4.4.3. Developing a regex

  1. Think of the PATTERN you want to capture in general terms. “I want three letter words.”

  2. Write pattern = "\w{3}" and then try it on a few practice strings. The goal is to BREAK your pattern, find out where it fails, and notice new parts of the pattern you missed.

import re
pattern = "\w{3}"
re.findall(pattern,"hey there guy") # whoops, "the" isnt a 3 letter word
['hey', 'the', 'guy']

That produced “the” as a 3-letter string, but we wanted words.

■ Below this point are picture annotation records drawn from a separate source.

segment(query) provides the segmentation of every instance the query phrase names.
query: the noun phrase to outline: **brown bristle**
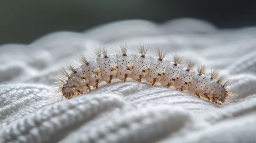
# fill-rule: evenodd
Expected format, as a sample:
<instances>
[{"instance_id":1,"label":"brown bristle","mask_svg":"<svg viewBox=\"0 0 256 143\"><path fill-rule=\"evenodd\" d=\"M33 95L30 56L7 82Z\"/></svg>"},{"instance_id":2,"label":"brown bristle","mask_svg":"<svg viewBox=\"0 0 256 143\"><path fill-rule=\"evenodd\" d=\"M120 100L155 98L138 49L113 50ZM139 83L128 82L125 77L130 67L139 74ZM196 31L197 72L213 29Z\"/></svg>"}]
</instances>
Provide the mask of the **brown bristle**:
<instances>
[{"instance_id":1,"label":"brown bristle","mask_svg":"<svg viewBox=\"0 0 256 143\"><path fill-rule=\"evenodd\" d=\"M139 76L139 78L136 79L136 81L138 82L140 82L141 81L141 80L142 79L142 75L140 75L140 76Z\"/></svg>"},{"instance_id":2,"label":"brown bristle","mask_svg":"<svg viewBox=\"0 0 256 143\"><path fill-rule=\"evenodd\" d=\"M214 67L213 70L211 71L211 79L216 79L219 74L219 70Z\"/></svg>"},{"instance_id":3,"label":"brown bristle","mask_svg":"<svg viewBox=\"0 0 256 143\"><path fill-rule=\"evenodd\" d=\"M224 81L226 78L226 76L225 75L222 75L219 77L218 80L218 83Z\"/></svg>"},{"instance_id":4,"label":"brown bristle","mask_svg":"<svg viewBox=\"0 0 256 143\"><path fill-rule=\"evenodd\" d=\"M125 74L125 76L124 76L124 78L123 79L122 79L121 81L124 82L126 82L126 80L127 79L127 78L128 77L128 75Z\"/></svg>"},{"instance_id":5,"label":"brown bristle","mask_svg":"<svg viewBox=\"0 0 256 143\"><path fill-rule=\"evenodd\" d=\"M96 58L99 58L101 56L101 49L100 46L99 48L98 48L95 45L94 48L92 48L92 51Z\"/></svg>"},{"instance_id":6,"label":"brown bristle","mask_svg":"<svg viewBox=\"0 0 256 143\"><path fill-rule=\"evenodd\" d=\"M80 56L77 56L78 58L78 59L76 59L76 61L80 62L81 64L84 63L86 65L87 65L89 64L89 63L88 63L88 62L87 61L87 60L86 59L86 58L85 58L85 56L82 53L81 53L80 54Z\"/></svg>"},{"instance_id":7,"label":"brown bristle","mask_svg":"<svg viewBox=\"0 0 256 143\"><path fill-rule=\"evenodd\" d=\"M67 72L66 70L63 67L61 67L61 69L59 69L59 72L62 76L66 76L68 78L70 77L69 75L68 75L68 74L67 73Z\"/></svg>"},{"instance_id":8,"label":"brown bristle","mask_svg":"<svg viewBox=\"0 0 256 143\"><path fill-rule=\"evenodd\" d=\"M147 53L149 49L148 44L141 44L140 41L139 42L139 53L141 54L141 57L145 58L145 55Z\"/></svg>"},{"instance_id":9,"label":"brown bristle","mask_svg":"<svg viewBox=\"0 0 256 143\"><path fill-rule=\"evenodd\" d=\"M128 44L127 44L127 41L125 43L121 42L119 44L119 47L121 49L121 52L123 53L123 56L126 56L126 52L127 51L127 49L128 48Z\"/></svg>"},{"instance_id":10,"label":"brown bristle","mask_svg":"<svg viewBox=\"0 0 256 143\"><path fill-rule=\"evenodd\" d=\"M195 66L196 64L196 61L194 60L192 60L192 58L190 58L190 59L189 61L189 59L188 59L188 63L187 65L187 68L188 69L187 70L189 72L191 69L192 69Z\"/></svg>"},{"instance_id":11,"label":"brown bristle","mask_svg":"<svg viewBox=\"0 0 256 143\"><path fill-rule=\"evenodd\" d=\"M96 88L96 89L98 89L98 88L99 87L99 84L100 82L99 81L99 80L96 80L95 81L95 85L93 86L93 87Z\"/></svg>"},{"instance_id":12,"label":"brown bristle","mask_svg":"<svg viewBox=\"0 0 256 143\"><path fill-rule=\"evenodd\" d=\"M170 85L170 83L168 83L168 84L167 85L164 85L164 86L165 87L167 88L169 88L171 86Z\"/></svg>"},{"instance_id":13,"label":"brown bristle","mask_svg":"<svg viewBox=\"0 0 256 143\"><path fill-rule=\"evenodd\" d=\"M76 70L75 70L75 68L74 68L74 66L71 62L69 62L66 61L65 63L64 63L64 65L71 72L74 72L76 71Z\"/></svg>"},{"instance_id":14,"label":"brown bristle","mask_svg":"<svg viewBox=\"0 0 256 143\"><path fill-rule=\"evenodd\" d=\"M177 66L178 64L181 64L182 62L182 54L180 53L175 52L173 56L173 62L174 65Z\"/></svg>"},{"instance_id":15,"label":"brown bristle","mask_svg":"<svg viewBox=\"0 0 256 143\"><path fill-rule=\"evenodd\" d=\"M63 88L61 86L56 86L52 88L53 89L53 96L54 96L60 92L62 92L63 90Z\"/></svg>"},{"instance_id":16,"label":"brown bristle","mask_svg":"<svg viewBox=\"0 0 256 143\"><path fill-rule=\"evenodd\" d=\"M153 86L155 84L155 82L156 82L156 80L155 79L155 78L154 78L153 80L149 82L149 83L151 84L152 86Z\"/></svg>"},{"instance_id":17,"label":"brown bristle","mask_svg":"<svg viewBox=\"0 0 256 143\"><path fill-rule=\"evenodd\" d=\"M107 58L108 56L107 56L107 48L106 47L103 47L102 48L102 50L101 51L101 53L103 54L104 58Z\"/></svg>"},{"instance_id":18,"label":"brown bristle","mask_svg":"<svg viewBox=\"0 0 256 143\"><path fill-rule=\"evenodd\" d=\"M111 82L112 82L112 81L113 80L113 76L112 75L111 75L110 76L109 76L109 79L108 81L107 81L106 82L106 83L107 84L110 84Z\"/></svg>"},{"instance_id":19,"label":"brown bristle","mask_svg":"<svg viewBox=\"0 0 256 143\"><path fill-rule=\"evenodd\" d=\"M232 84L234 83L233 83L232 82L231 82L229 81L229 80L230 80L230 79L229 78L229 79L227 80L227 81L226 81L225 82L225 83L224 83L224 84L223 85L223 86L224 87L227 87L228 86L229 86L229 85L232 85Z\"/></svg>"},{"instance_id":20,"label":"brown bristle","mask_svg":"<svg viewBox=\"0 0 256 143\"><path fill-rule=\"evenodd\" d=\"M199 65L197 67L197 72L200 75L205 74L206 70L206 65L205 64Z\"/></svg>"},{"instance_id":21,"label":"brown bristle","mask_svg":"<svg viewBox=\"0 0 256 143\"><path fill-rule=\"evenodd\" d=\"M55 76L53 77L53 78L58 81L57 82L53 82L54 83L59 83L63 85L65 83L65 82L67 82L67 81L60 77L56 77Z\"/></svg>"},{"instance_id":22,"label":"brown bristle","mask_svg":"<svg viewBox=\"0 0 256 143\"><path fill-rule=\"evenodd\" d=\"M166 56L167 54L168 54L168 53L170 51L170 50L165 50L165 48L159 48L159 47L158 47L157 48L156 48L157 55L159 58L159 61L162 61L163 59Z\"/></svg>"},{"instance_id":23,"label":"brown bristle","mask_svg":"<svg viewBox=\"0 0 256 143\"><path fill-rule=\"evenodd\" d=\"M67 99L70 99L75 97L77 95L75 95L73 92L71 92L69 94L63 95L63 97L65 97Z\"/></svg>"},{"instance_id":24,"label":"brown bristle","mask_svg":"<svg viewBox=\"0 0 256 143\"><path fill-rule=\"evenodd\" d=\"M237 95L235 93L233 93L231 92L228 92L226 93L227 95L229 96L237 96Z\"/></svg>"}]
</instances>

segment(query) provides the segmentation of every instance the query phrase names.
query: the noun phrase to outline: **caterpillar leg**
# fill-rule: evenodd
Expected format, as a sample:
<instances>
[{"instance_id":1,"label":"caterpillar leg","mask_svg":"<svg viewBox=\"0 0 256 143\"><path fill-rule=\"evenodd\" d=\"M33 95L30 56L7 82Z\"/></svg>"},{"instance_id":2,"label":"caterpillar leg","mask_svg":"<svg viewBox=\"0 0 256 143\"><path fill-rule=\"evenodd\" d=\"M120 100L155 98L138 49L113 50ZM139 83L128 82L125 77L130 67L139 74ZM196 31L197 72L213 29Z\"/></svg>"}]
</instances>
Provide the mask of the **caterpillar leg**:
<instances>
[{"instance_id":1,"label":"caterpillar leg","mask_svg":"<svg viewBox=\"0 0 256 143\"><path fill-rule=\"evenodd\" d=\"M172 78L172 81L174 81L175 82L177 82L178 80L179 77L175 77L174 78Z\"/></svg>"},{"instance_id":2,"label":"caterpillar leg","mask_svg":"<svg viewBox=\"0 0 256 143\"><path fill-rule=\"evenodd\" d=\"M86 84L86 86L87 87L87 89L86 90L86 91L87 90L89 90L89 91L91 92L91 87L90 87L90 85L89 85L89 84Z\"/></svg>"},{"instance_id":3,"label":"caterpillar leg","mask_svg":"<svg viewBox=\"0 0 256 143\"><path fill-rule=\"evenodd\" d=\"M107 84L110 84L111 83L111 82L112 82L112 81L113 80L113 76L112 75L111 75L110 76L109 76L109 79L108 81L107 81L106 83Z\"/></svg>"},{"instance_id":4,"label":"caterpillar leg","mask_svg":"<svg viewBox=\"0 0 256 143\"><path fill-rule=\"evenodd\" d=\"M180 87L180 88L177 88L177 89L177 89L177 90L178 90L179 91L182 92L182 91L183 91L184 90L183 89L183 86L181 86L181 87Z\"/></svg>"},{"instance_id":5,"label":"caterpillar leg","mask_svg":"<svg viewBox=\"0 0 256 143\"><path fill-rule=\"evenodd\" d=\"M98 89L99 87L99 85L100 84L100 81L99 80L97 80L95 81L95 85L93 86L93 87L96 88L96 89Z\"/></svg>"},{"instance_id":6,"label":"caterpillar leg","mask_svg":"<svg viewBox=\"0 0 256 143\"><path fill-rule=\"evenodd\" d=\"M139 76L139 78L136 79L136 81L140 82L141 81L141 80L142 79L142 75L140 75Z\"/></svg>"},{"instance_id":7,"label":"caterpillar leg","mask_svg":"<svg viewBox=\"0 0 256 143\"><path fill-rule=\"evenodd\" d=\"M171 85L170 84L170 83L168 83L167 85L164 85L164 86L166 87L167 88L170 88L170 87L171 86Z\"/></svg>"},{"instance_id":8,"label":"caterpillar leg","mask_svg":"<svg viewBox=\"0 0 256 143\"><path fill-rule=\"evenodd\" d=\"M211 100L211 99L209 97L208 97L208 94L206 93L205 93L204 94L204 97L208 99L208 101L210 101Z\"/></svg>"},{"instance_id":9,"label":"caterpillar leg","mask_svg":"<svg viewBox=\"0 0 256 143\"><path fill-rule=\"evenodd\" d=\"M128 77L128 75L127 74L125 74L125 76L124 76L124 78L122 79L121 81L124 82L126 82L126 80L127 79L127 78Z\"/></svg>"},{"instance_id":10,"label":"caterpillar leg","mask_svg":"<svg viewBox=\"0 0 256 143\"><path fill-rule=\"evenodd\" d=\"M196 96L198 97L198 98L201 98L201 95L198 93L196 92L194 94L194 95L196 95Z\"/></svg>"},{"instance_id":11,"label":"caterpillar leg","mask_svg":"<svg viewBox=\"0 0 256 143\"><path fill-rule=\"evenodd\" d=\"M212 102L214 103L217 105L221 105L221 104L217 102L217 101L216 101L216 100L217 99L214 96L212 97Z\"/></svg>"},{"instance_id":12,"label":"caterpillar leg","mask_svg":"<svg viewBox=\"0 0 256 143\"><path fill-rule=\"evenodd\" d=\"M156 81L156 79L155 78L154 78L153 79L153 80L149 82L149 83L152 85L152 86L153 86L154 85L155 85L155 82Z\"/></svg>"}]
</instances>

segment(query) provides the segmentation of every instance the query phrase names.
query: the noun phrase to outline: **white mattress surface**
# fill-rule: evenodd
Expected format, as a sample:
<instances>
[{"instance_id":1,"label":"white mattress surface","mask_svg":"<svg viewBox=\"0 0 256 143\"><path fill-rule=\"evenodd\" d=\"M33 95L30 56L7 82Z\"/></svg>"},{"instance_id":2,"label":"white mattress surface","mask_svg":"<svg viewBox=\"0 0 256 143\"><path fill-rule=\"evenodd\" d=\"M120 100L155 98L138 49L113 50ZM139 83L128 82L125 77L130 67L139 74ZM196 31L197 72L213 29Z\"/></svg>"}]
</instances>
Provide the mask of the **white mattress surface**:
<instances>
[{"instance_id":1,"label":"white mattress surface","mask_svg":"<svg viewBox=\"0 0 256 143\"><path fill-rule=\"evenodd\" d=\"M24 36L26 36L24 35ZM221 106L145 83L117 82L69 100L51 95L65 61L95 44L116 53L139 40L214 66L231 78L238 96ZM0 47L0 143L256 142L256 27L219 30L180 19L164 23L115 22L84 32L57 32L28 45Z\"/></svg>"}]
</instances>

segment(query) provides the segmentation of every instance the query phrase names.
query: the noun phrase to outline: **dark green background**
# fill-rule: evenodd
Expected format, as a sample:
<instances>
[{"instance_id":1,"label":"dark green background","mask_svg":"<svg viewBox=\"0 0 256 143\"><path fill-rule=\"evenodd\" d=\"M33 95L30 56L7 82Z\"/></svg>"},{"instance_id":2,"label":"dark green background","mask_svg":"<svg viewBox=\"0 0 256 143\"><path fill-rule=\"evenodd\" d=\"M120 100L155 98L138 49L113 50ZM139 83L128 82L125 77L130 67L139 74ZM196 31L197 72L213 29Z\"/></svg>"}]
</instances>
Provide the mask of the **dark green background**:
<instances>
[{"instance_id":1,"label":"dark green background","mask_svg":"<svg viewBox=\"0 0 256 143\"><path fill-rule=\"evenodd\" d=\"M59 30L139 19L200 18L220 28L256 25L255 1L0 0L0 44L29 43Z\"/></svg>"}]
</instances>

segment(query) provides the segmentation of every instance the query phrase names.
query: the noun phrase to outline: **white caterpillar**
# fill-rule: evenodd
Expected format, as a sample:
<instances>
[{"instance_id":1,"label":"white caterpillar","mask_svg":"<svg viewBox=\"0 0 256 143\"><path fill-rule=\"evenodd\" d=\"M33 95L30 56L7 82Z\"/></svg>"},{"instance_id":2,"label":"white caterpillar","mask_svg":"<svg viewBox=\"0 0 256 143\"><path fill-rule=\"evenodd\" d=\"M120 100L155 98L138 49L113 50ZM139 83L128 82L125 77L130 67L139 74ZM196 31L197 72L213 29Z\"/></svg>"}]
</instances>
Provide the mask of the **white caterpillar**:
<instances>
[{"instance_id":1,"label":"white caterpillar","mask_svg":"<svg viewBox=\"0 0 256 143\"><path fill-rule=\"evenodd\" d=\"M215 68L208 76L205 75L205 65L199 65L197 72L195 72L192 69L196 62L191 59L188 59L187 66L184 67L181 64L181 54L175 53L173 62L170 62L165 58L168 51L158 47L158 56L152 57L146 54L147 45L140 42L139 44L138 54L126 53L127 43L121 43L119 44L121 53L107 54L106 48L104 47L102 50L94 50L97 57L96 60L87 61L83 55L80 55L78 61L82 65L80 67L75 69L71 64L67 62L65 66L72 73L69 75L64 68L61 68L61 75L55 78L62 85L57 87L54 93L61 92L62 97L70 99L91 91L92 87L98 88L103 81L109 84L115 78L125 82L130 78L139 82L145 80L152 86L160 83L166 88L173 87L218 104L235 95L226 89L231 84L229 80L224 84L221 83L225 76L216 79L219 73Z\"/></svg>"}]
</instances>

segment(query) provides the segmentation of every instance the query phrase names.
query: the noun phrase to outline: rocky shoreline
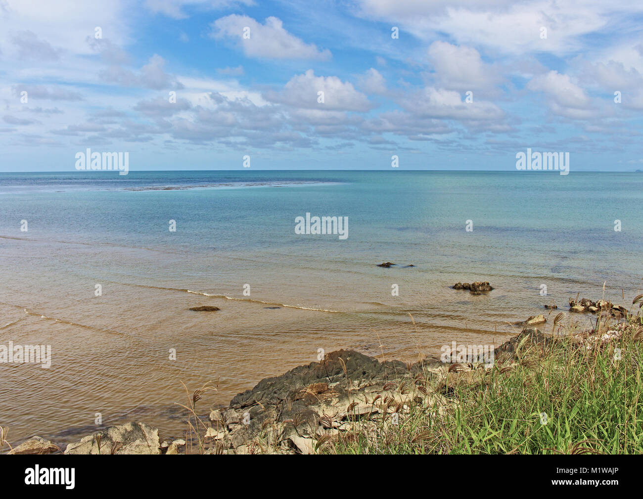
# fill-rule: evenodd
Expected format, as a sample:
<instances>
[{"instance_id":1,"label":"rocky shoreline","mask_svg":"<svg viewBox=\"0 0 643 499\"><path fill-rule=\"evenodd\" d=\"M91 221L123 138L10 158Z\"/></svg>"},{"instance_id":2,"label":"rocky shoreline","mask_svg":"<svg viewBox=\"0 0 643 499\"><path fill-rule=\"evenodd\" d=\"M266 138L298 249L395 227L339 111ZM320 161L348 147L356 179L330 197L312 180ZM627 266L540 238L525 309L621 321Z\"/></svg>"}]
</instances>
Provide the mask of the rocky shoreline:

pattern = "(\w{3}) " # I added a space after it. 
# the () is a way of saying "I'm interested in the stuff (a word, hopefully) in inside the parens" 
re.findall(pattern,"hey there guy") # whoops, "the" isnt a 3 letter word
['hey', 'ere']

Darn. It found the 2 times three letters were followed by a space. It missed the “guy” because that isn’t followed by a space. But there is a way to catch multiple kinds of word boundaries: “\b

pattern = "(\w{3})\b" # \b means the string has to be followed by a word boundary
re.findall(pattern,"hey there guy") 
[]

Except that still didn’t work, but this time for an annoying reason. \b means word boundary in regex, yes but before the string is used by regex, python processes the string, and \b in a python string means “backspace”. Annoying, but look:

print('\b')


The workaround was discussed at the bottom of the last page: Use “raw string notation”. This means the string is left “as is”. Look:

print(r'\b')
\b

Ok, back to our idea of using the word boundary to get “guy”, this time with a “raw string”.

pattern = r"(\w{3})\b" 
re.findall(pattern,"hey there guy") 
['hey', 'ere', 'guy']

Now, we need to get rid of “ere”. A word starts after a word boundary, right?

pattern = r"\b(\w{3})\b"  # make sur the word has a boundary before it
re.findall(pattern,"hey there guy")  # got it!
['hey', 'guy']